This shows why the shift itself happened, but Sandaoguo also offered an explanation on why he chose the term member, as opposed to the initially proposed term of citizen. He suggested that the latter term was a word “with a lot of baggage”, but the implication was that member was functionally similar to automatic citizenship or the earlier combination of citizens and resident non-citizens.

Sandaoguo also explained the relationship between the Bill of Rights and Article 3 by saying that the latter was meant as a more compact, but essentially equivalent, version of the latter. In particular, he said that he used “members of the South Pacific” as an equivalent for the “nations that reside in the South Pacific” that was adopted for the Bill of Rights.

It would be a mistake to take any single post or testimony as the authoritative word on the matter, particularly since testimonies can be misleading or misconstrued, or may offer a partial or tainted view of the issue, which may not correspond to the reality of the situation, but the above testimony does offer a useful view of the intent behind the term member. It does not, however, nor should it, offer a full view of the implications and possible applications of that term, which is why further review and analysis are still required.

B. Judicial Precedent

There is much to be learned from the precedent and guidance set by the Court in its past rulings. Most rulings were issued prior to the passage of the current Charter, and therefore their applicability is limited in some respects, but where applicable, they do offer a valuable insight into the possible interpretation of the law.

One of the more interesting rulings is Trials Against Former Citizens [HCLQ1504]. In a unanimous opinion, the Court held that the Bill of Rights afforded all residents, regardless of their citizenship status, the ability to face criminal charges, with all the guarantees of due process. In its ruling, the Court indicated the following:

Pertaining the issue of charges being filed against former citizens, the Court is of the opinion that a former citizen can still be charged as long as the nation involved, or its puppets, is still resident in the in-game South Pacific region.

This should be seen within the context of the legal question, which sought clarification on a contradiction between the Bill of Rights and Article 4 of the Charter. While the former afforded the right to trial to all nations residing in the region, the latter only addressed the filing of criminal charges against citizens. The Court ruled that the contradiction should be reconciled in favour of the Bill of Rights and advised that Article 4 be amended to apply to all residents, affirming a “commitment to protect the rights of residents of the region”.

Trials Against Former Citizens is particularly relevant to the present case because it offers a view of how the Court has interpreted the applicability and extent of rights guaranteed by the Charter. In what could well be a landmark moment, it establishes that the Court should interpret the law to the benefit of the most. It would been entirely possible for the Court to rule that only citizens should have access to the judiciary, but based on the text and spirit of the Bill of Rights, it was deemed that all residents, regardless of their citizenship status, should share the same access to judicial recourse.

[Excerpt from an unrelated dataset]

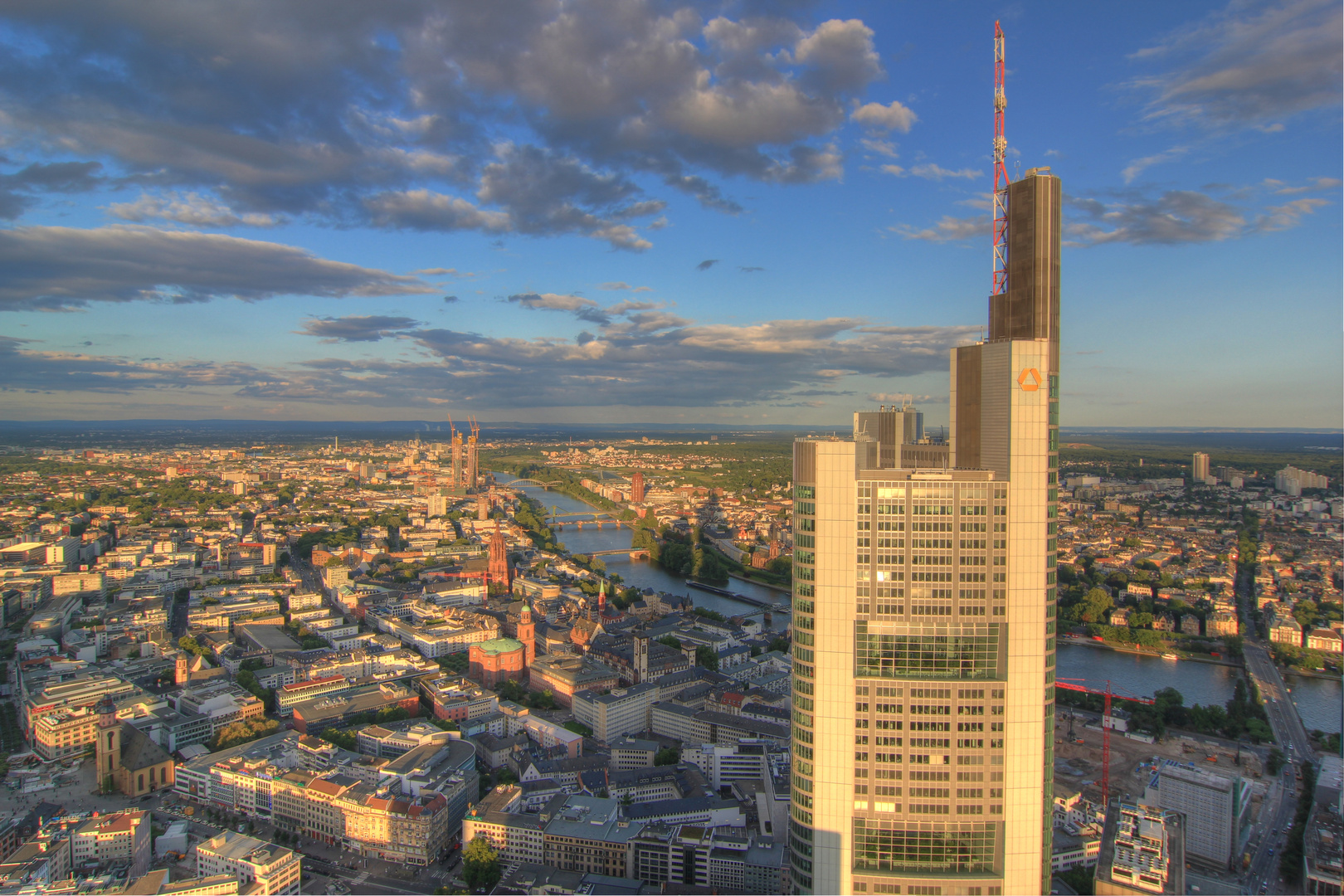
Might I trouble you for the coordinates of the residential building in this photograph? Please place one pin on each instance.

It does need to be pointed out that Trials Against Former Citizens dealt with the matter of citizens and residents under the assumption that both were fully integrated groups within the region, whereas the present case asks the Court to define the groups themselves. Trials Against Former Citizens is useful because it provides guidance to the Court on the scope that it should use when deciding the definition of member, and how broad or limited that definition should be.

A similarly interesting case is TSP’s Jurisdiction [HCLQ1404], where the Court ruled unanimously, in a decision delivered by Justice Belschaft, that the sovereignty of the Coalition extended to “any individual with a nation in The South Pacific, an account on our forums, or a nation in another region explicitly under the sovereignty of The Coalition”.

TSP’s Jurisdiction is important to the present case because it led the Court to adopt the view that mere presence in the region or any location under its jurisdiction is sufficient for criminal liability to exist. A crime could be planned or committed elsewhere, but so long as the individual fell under the jurisdiction of the Coalition, they would be liable for it. While Trials Against Former Citizens expanded the applicability of rights, Jurisdiction expanded the applicability of criminal prosecution.

This is a significant decision because, when coupled with Trials, Jurisdiction forms part of a duet of rulings that address, at different times and for different reasons, the extent to which the Coalition may act over individuals, and the conditions that must be met for their rights to be respected. When seen together, the Court moved in a direction where the jurisdiction of the Coalition applied over more individuals and situations.

This does not necessarily mean that those under the jurisdiction of the Coalition should automatically be considered members, and indeed Tsunamy submitted an amicus curiae brief arguing that exact point, but it does set a precedent for the Court that, where rights and liabilities can be responsibly expanded, they should be expanded. Under the assumption, the question remains of just how much can the definition of member be expanded until it becomes unviable or otherwise inadequate.

III
Context and Arguments

A. Role of the Court

It does not escape the Court the fact that there are multiple implications of a legal, political and security nature, for both the government and the region, to the definition of member contained in this ruling. It is important, however, to state in no unclear terms that the Court has a responsibility to leave aside all political considerations, lest it let itself be guided by principles other than the strict obedience of the law.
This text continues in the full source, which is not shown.